Lahore: NAB files reference against 6 accused
LAHORE: The National Accountability Bureau (NAB), Punjab has filed a reference against six accused involved in a bank fraud case and misappropriating an amount of Rs 91.748 million. According to NAB sources, the HSBC Bank, London has lodged a written complaint with the NAB through its branch located in Karachi that some persons committed a fraud with the HSBC Bank by opening fake accounts in their London branch and huge amounts were transferred through fake swift messages to Pakistan and Japanese bank accounts. The State Bank of Pakistan, in its Suspicious Transaction Reporting (STR), informed the chairman NAB in 2006 about the same fraud case. The Allied Bank Ltd has also lodged a complaint with the NAB against an accused, Shahzad Khan, allegedly involved in this fraud. NAB investigations have proved that accused Habib Azhar alias Muhammad Fiaz Iqbal, Shahzad Khan alias Muhammad Sarwar, Yasir Arafat, Abdul Farooq, Farzand Naseem alias Fregeand Naseem and Farzana Naseem committed frauds with different banks and caused a total loss of Rs 91.748 million to the banks with the abetment of each other.
The HBL Corporate branch, Faisalabad suffered a loss of Rs 47.532 million; Prime Commercial, Egerton Road, Lahore Rs 25.966 million; Meezan Bank, Serena branch, Faisalabad Rs 17.250 million; and ABL Kotwali Road, Faisalabad suffered a loss of Rs 1 million.
The claim of the M/s Nobel Money Changers worth Rs 1.9 million is in addition to the losses incurred by the banks. During the course of inquiry, Mehran Bibi, Mumtaz Bibi, Sharifan Bibi and Sakina Bibi offered to enter into Voluntary Return Agreements, which were accepted by the competent authority and they returned a total amount of their liability worth Rs 51.319 million through Voluntary Returns.
However, accused Farzana Shaheen initially offered in writing to enter into Voluntary Return but later resiled.
The accused used the modus operandi of offence by opening different bank accounts on the basis of fake ID cards in various Pakistani banks. Using these accounts, they transferred amounts which were sent through fake swift messages from London.

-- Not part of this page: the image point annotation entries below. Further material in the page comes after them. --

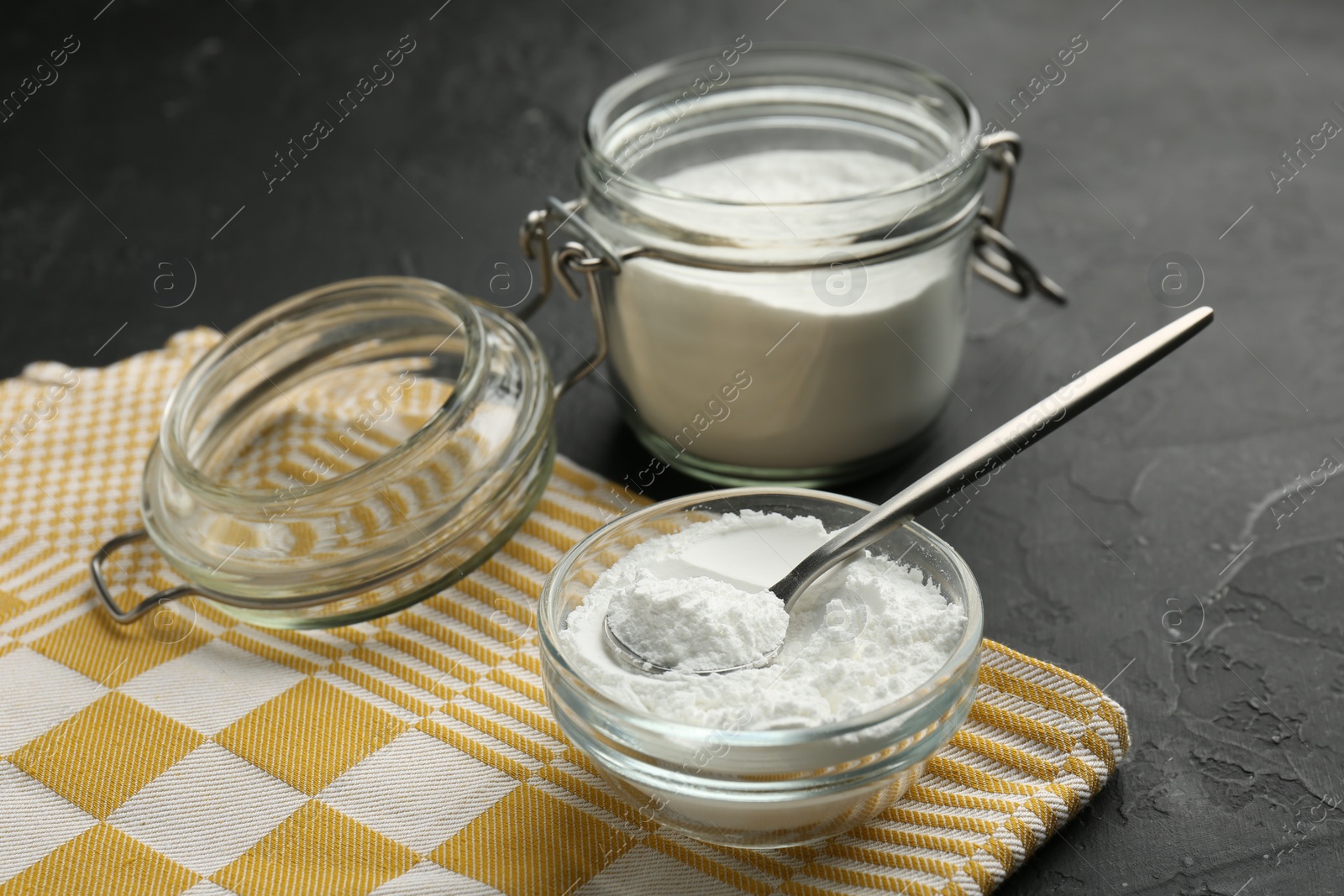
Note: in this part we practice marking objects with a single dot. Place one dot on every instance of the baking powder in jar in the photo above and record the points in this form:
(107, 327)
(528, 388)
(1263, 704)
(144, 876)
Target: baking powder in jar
(788, 237)
(843, 362)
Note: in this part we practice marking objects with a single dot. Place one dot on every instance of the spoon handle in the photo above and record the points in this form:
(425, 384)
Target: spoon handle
(992, 452)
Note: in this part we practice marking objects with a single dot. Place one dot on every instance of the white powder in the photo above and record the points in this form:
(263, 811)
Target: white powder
(862, 637)
(698, 624)
(843, 363)
(792, 176)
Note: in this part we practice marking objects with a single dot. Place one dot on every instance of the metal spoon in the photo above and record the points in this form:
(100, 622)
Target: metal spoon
(948, 479)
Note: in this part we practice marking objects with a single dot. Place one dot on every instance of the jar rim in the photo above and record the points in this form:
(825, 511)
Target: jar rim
(964, 652)
(176, 421)
(600, 120)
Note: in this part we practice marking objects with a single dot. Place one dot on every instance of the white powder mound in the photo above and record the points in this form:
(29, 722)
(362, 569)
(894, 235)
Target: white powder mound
(698, 624)
(862, 637)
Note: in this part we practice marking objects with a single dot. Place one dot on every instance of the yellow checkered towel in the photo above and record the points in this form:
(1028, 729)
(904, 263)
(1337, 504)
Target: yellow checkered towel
(403, 757)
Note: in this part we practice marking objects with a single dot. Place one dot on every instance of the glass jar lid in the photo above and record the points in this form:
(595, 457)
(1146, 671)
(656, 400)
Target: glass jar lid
(349, 452)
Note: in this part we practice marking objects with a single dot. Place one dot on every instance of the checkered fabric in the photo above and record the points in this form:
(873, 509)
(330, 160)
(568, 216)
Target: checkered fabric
(192, 754)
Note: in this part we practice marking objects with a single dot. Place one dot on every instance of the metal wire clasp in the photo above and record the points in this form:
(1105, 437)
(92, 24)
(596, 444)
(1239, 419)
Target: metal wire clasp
(100, 582)
(575, 257)
(998, 259)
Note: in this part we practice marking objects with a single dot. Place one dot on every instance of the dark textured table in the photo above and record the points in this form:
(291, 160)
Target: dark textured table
(1183, 543)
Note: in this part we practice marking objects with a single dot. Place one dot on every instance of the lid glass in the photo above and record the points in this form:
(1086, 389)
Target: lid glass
(349, 452)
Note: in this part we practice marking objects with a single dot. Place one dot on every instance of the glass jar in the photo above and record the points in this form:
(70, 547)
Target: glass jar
(784, 238)
(759, 788)
(346, 453)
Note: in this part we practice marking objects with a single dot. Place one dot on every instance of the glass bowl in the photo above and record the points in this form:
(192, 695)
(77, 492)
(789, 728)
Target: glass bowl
(752, 788)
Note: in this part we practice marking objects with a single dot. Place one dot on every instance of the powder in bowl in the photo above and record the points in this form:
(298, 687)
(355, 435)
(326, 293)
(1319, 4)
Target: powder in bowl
(698, 624)
(864, 636)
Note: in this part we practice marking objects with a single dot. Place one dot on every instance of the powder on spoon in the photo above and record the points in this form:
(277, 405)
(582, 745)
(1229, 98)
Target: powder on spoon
(864, 636)
(698, 624)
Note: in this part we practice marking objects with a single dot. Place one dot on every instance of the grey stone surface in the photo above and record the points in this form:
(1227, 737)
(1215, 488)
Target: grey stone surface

The accused were the main beneficiaries of these remittances, as the money transfers from different accounts ended in their accounts. Two of the accused are British national and one of them used a fake British passport with the name of Muhammad Sarwar. However, it was revealed on verification that the the same passport number belonged to Shahzad Khan.